Spectatorship in this world implies sympathy: later in the episode, the Professor uses a telescope to watch Leela and Fry attempting to outrun the threatening edge of lunar nightfall. "I really ought to do something," he says, and although he then decides not to, seeing as how he's already in his pajamas, this reversal is clearly a failure, albeit a comical one. This scene follows an unsatisfying performance by a busted-down set of animatronic gophers who invite the angry, disappointed audience to "address all complaints to the Monsanto Corporation." The relationship between spectator and performer is meant to be mutually dependent, and neither personal nor corporate indifference rise to the occasion.

Ultimately the episode comes down on the side of wonder. Together, Leela and Fry have stumbled upon the original moon lander, which has been lost for centuries. Fry is ecstatic, but Leela chastises him: "Fry, look around. It's just a crummy plastic flag and a dead man's tracks in the dust." Reduced to its mere physical components, the moon is bleak indeed, and Fry's expression saddens as night falls.

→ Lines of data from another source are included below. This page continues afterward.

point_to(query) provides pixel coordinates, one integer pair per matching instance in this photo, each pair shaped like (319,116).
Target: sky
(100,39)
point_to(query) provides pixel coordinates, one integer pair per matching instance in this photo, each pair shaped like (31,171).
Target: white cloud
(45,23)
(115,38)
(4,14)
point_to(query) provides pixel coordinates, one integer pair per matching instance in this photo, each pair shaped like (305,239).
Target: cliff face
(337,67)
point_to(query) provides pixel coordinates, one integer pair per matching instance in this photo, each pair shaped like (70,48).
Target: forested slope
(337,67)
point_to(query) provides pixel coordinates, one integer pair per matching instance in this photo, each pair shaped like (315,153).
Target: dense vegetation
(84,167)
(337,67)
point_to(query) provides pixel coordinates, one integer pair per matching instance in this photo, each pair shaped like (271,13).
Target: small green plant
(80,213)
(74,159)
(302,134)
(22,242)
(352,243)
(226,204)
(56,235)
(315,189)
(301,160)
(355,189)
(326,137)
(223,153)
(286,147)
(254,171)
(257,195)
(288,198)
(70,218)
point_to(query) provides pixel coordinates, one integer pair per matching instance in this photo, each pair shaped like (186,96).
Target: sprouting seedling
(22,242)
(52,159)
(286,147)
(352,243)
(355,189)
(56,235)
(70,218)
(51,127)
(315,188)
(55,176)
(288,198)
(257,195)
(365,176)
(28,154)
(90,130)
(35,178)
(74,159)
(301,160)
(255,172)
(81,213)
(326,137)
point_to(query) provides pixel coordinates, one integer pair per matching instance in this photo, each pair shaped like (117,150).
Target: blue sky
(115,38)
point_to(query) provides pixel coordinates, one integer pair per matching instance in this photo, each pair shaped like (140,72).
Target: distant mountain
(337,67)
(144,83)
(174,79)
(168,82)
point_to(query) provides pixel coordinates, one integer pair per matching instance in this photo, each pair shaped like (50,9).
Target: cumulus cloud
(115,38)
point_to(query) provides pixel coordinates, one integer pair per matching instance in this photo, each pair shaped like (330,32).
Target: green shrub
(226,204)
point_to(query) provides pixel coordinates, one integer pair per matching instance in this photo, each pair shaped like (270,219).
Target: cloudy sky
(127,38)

As they take shelter in the lunar lander, Leela grumbles, "I still don't see what the big attraction is." Fry explains:
"The moon was like this awesome, romantic, mysterious thing, hanging up there in the sky where you could never reach it, no matter how much you wanted to. But you're right. Once you're actually here it's just a big dull rock. I guess I just wanted you to see it through my eyes, the way I used to."

Fry is a bubble easily burst, but his simple sincerity -- and I am using both senses of "simple" -- often has an eloquence that touches the listener, as now. As his head droops, Leela sees the Earth reflected in the curve of his helmet. This helmet is a screen that allows Leela a spectator's view of Fry's wistful yearnings: she can almost literally see what the moon looks like to him. She turns, and they both look out over that ubiquitous, endlessly fascinating image: the Earth hanging spherical in space while the moon stretches beneath. Earth has become moonlike now, and this somehow purifies the commercialization of the moon, and undoes the disillusionment that made the moon too like the Earth at the episode's beginning. When Leela softly admits that "It really is beautiful -- I don't know why I never noticed it before," it is not entirely clear whether she is speaking about the moon or the Earth.

I prefer to think it's both. Fry's idealistic enthusiasm has a tendency to lead to trouble (which is how they ended up in the lunar lander with precious little oxygen), but Leela's pragmatism needs a little romance to temper it. The moral quandaries necessarily raised by science and science fiction still should not eclipse all the promise of earlier, more optimistic ages.